The worldwide pandemic affected schools in all locations - classrooms emptied, playgrounds and sportfields went quiet - leaving the meeting place for loud play and enthusiastic learning a mere shell of the busy hive it once was.
“Many teachers in our network have raised concerns that the 2021 academic year might follow a similar pattern. So we’ve developed seven strategies to help teachers across South Africa prepare for an unpredictable school year and set their learners up for productive learning in 2021,” says George Eadie, CEO of The Answer Series (TAS).
- Line up learning resources
One can never be prepared enough when it comes to learning, so teachers often need to set the bar high. Having a library of educational resources at hand is the most effective strategy any teacher can adopt into their teaching process and in their classroom.
Habiel Adams, a Business Studies teacher at Christel House, notes how important planning is for teachers during uncertain times. “As cliche as it seems, effective planning is at the core of adequate curriculum management. Keep abreast of curriculum changes and familiarise yourself with the content of the exam guidelines and SBA requirements for your subject.”
Familiarise yourself with current textbooks and informative websites written by note-worthy names and businesses in the education industry.

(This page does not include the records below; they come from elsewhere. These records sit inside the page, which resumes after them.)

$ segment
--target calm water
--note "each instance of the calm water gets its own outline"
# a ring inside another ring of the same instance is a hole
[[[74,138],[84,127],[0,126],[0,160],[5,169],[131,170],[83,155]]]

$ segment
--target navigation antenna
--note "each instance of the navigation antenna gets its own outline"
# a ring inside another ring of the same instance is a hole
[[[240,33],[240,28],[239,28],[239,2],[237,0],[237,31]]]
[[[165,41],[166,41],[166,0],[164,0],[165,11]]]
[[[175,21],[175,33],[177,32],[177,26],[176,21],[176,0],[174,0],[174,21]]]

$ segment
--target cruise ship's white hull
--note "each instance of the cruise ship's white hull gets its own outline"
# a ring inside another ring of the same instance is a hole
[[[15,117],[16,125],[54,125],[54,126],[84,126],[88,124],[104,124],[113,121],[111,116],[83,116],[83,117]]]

The Answer Series has been committed to raising the standard of education in South Africa since 1975, and continue to assist teachers with a range of resources for teachers and free e-books, as well as study guides for students.
- Draw up a plan for 2021
In uncertain times like these, staying on top of what you can control will settle the nerves and put you in good stead for a successful year, whether in the classroom or online.
Teachers may not have control over where their students are, but they do have control over how students access all the relevant information needed to complete the curriculum.

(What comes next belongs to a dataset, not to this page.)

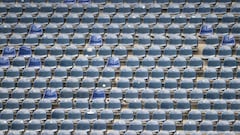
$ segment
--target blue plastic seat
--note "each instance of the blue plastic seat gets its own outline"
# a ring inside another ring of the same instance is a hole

Jenny Campbell, mathematics author and publisher at TAS, suggests that each teacher “start by listing [their] teaching goals and objectives. These might be personal and will differ from teacher to teacher and from subject to subject.” By taking the time to map out the year and set short- and long-term personal milestones, teachers can create a sense of control over the outcomes of the year ahead.
Put together an emergency plan to manage situations that are uncertain at this stage, like how to prepare students for online learning; an action plan for staggered school days; or completing outstanding work from last year.
- Embrace the power of empathy
By living with the pandemic, everyone has realised that empathy and human kindness are essential to deal with the social effects of lockdowns.
Conceptualise a classroom management plan that will foster a supportive, caring atmosphere in the classroom.
Discuss the plan with your students and brainstorm ways to build a learning environment based on support. Start by pairing up students to build relationships. Encourage learners to share their experiences of lockdowns thus far and facilitate a group feedback session to discuss key takeaways and learnings. Lead by example and treat learners with respect and kindness.
Be aware of behavioural changes and social cues that may indicate that a learner is struggling with anxiety or emotional setbacks. Anxiety is not conducive to a productive learning mindset, so deal with these situations immediately and alert the school counsellor if necessary.
- Be flexible – you never know what’s coming your way
If 2020 is anything to go by, the 2021 school year is unlikely to follow a typical curriculum structure, and mixed learning approaches will continue to be utilised. Ensure that you stay malleable and prepare for unplanned changes to the school year or curriculum plan.
Teachers will continue, as always, to play an integral role in the success of their students’ school careers. Having a collection of resources to draw from in uncertain times, and creating a sense of routine with lesson plans, will allow teachers to motivate students to take responsibility for their studies and build discipline without constant supervision.
- Lean on colleagues
Your colleagues understand more than anyone the daily challenges and setbacks that come with teaching during Covid. There is strength in numbers, so lean on your colleagues and form a support system. Just as you would in the classroom by following a classroom management plan, discuss possible scenarios and solutions with your support group.
Adams suggests forming communities of collaborative learning best practices: “Form communities of best practices, where collective SBAs can be created, shared, and disseminated between participating neighbouring schools or schools in your district. In this way, the workload can be reduced significantly and insight can be gained into how different colleagues create assessment material.”
- Be confident
Show up every day for your students and cultivate a learning environment that is based on positivity, energy and confidence. In times of uncertainty, students will look to their teachers for guidance and assurance. Be honest and upfront with your students about the unfolding situation and offer possible solutions that your learners can be involved in, such as running a morning routine of check-in calls with small groups and setting daily priorities. Lead by example – and lead with confidence.
- Be kind to yourself
Uncertainty is overwhelming and even though teachers soldier on for the sake of their students, you are not immune to burnout and anxiety. To ensure you function at your best during school hours as well as after school, book time in your calendar to relax, get exercise and look after yourself. Tune out of school mode for a few hours a day by setting boundaries and making time for activities you enjoy beyond the classroom.
“With the first term kicking off, we recommend a learning strategy to set up for a successful year, no matter how the learning process takes shape. Take a deep breath and remember, if you can’t control the current of the river, you might as well go with the flow,” concludes Eadie.